In tutti questi mesi non si è saputo nulla o quasi sulle indagini che avrebbero dovuto accertare le responsabilità della contaminazione da pcb. Nell’ottobre del 2011 il Servizio Ciclo dei Rifiuti e Bonifica della Regione Puglia aveva indicato come fonte primaria le aree gestite dalla Marina Militare (Arsenale), in cui la presenza di Pcb è stata accertata nei terreni e nella falda superficiale.

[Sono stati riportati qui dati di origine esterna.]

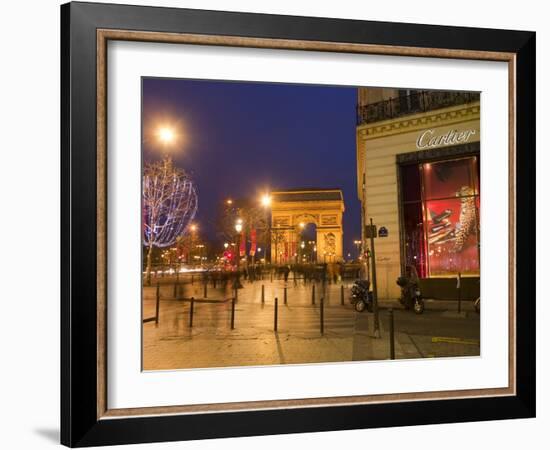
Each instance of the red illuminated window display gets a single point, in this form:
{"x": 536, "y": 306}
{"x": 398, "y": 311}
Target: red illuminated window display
{"x": 440, "y": 213}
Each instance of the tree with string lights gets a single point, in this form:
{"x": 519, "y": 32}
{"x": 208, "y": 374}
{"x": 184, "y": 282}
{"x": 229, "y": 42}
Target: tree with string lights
{"x": 169, "y": 206}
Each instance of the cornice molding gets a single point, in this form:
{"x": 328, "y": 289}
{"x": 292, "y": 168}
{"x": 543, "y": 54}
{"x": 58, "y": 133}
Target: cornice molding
{"x": 420, "y": 121}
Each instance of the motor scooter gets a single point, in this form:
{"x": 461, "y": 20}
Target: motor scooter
{"x": 411, "y": 297}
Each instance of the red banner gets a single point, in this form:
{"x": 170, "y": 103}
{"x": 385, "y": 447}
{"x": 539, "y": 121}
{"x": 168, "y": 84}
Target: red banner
{"x": 252, "y": 242}
{"x": 242, "y": 249}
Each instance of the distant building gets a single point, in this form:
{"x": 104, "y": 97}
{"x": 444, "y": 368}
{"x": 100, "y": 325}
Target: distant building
{"x": 418, "y": 178}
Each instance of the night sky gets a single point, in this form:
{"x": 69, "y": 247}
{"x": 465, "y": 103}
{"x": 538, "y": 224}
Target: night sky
{"x": 241, "y": 139}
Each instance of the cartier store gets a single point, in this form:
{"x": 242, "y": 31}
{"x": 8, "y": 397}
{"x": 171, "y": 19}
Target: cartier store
{"x": 421, "y": 182}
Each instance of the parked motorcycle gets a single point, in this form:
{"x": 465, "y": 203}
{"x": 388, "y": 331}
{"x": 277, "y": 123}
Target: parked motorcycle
{"x": 361, "y": 297}
{"x": 411, "y": 297}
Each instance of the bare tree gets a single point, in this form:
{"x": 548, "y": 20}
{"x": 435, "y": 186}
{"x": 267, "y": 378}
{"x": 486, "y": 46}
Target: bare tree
{"x": 169, "y": 205}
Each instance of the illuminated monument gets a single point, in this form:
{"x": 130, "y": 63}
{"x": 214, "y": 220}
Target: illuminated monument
{"x": 292, "y": 210}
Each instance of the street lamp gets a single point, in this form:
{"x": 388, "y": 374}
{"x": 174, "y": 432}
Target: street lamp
{"x": 358, "y": 245}
{"x": 166, "y": 135}
{"x": 239, "y": 229}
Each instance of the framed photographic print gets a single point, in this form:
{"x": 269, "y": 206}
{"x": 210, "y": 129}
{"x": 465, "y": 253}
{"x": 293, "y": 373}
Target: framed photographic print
{"x": 277, "y": 224}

La contaminazione, infatti, sarebbe stata veicolata dalla falda superficiale che ha come recapitco le sponde del Mar Piccolo a nord di via del Pizzone.
Come fonte secondaria, i tecnici della Regione avevano indicato i sedimenti del Mar Piccolo, dove esera state individuate due distinte zone interessate dalla presenza di Pcb: una in corrispondenza dell’Arsenale Militare, l’altra a nord del primo seno, a circa 200 metri ad ovest dall’Isola di Punta Penna. «In entrambi i casi – si leggeva nella relazione – la diffusione dell’inquinante avviene verosimilmente attraverso al ripetuta sospensione di sedimenti contaminanti presenti sul fondo».
Un alone di mistero continua ad avvolgere un’altra possibile fonte primaria, situata nell’area industriale, sulla strada Taranto-Statte, in un’area occupata dalla San Marco Metalmeccanica, dove sarebbe stata accertata la presenza di una cava colmata, nel periodo tra il 1972 e il 1995, da materiale contenente Pcb. Nella relazione si afferma che la diffusione della contaminazione verso il Mar Piccolo non è stata accertata, ma “l’ipotesi di un rischio non nullo appare verosimile in considerazione del fatto che il moto delle acque della falda carsica profonda avviene verso il Mar Piccolo”.
Chi ha utilizzato quella cava per scaricare materiale altamente inquinante? Cosa è stato fatto finora dagli enti preposti per identificare gli autori di un’azione così grave? Nei giorni scorsi, il dottor Nicola Cardellicchio, responsabile del Cnr locale, ha dichiarato che servono stanziamenti dalla Regione anche per finanziare queste attività di indagine. Eppure, questa dovrebbe essere considerata una priorità se si vuole bloccare la contaminazione del Mar Piccolo e consentire un effetivo ripristino ambientale.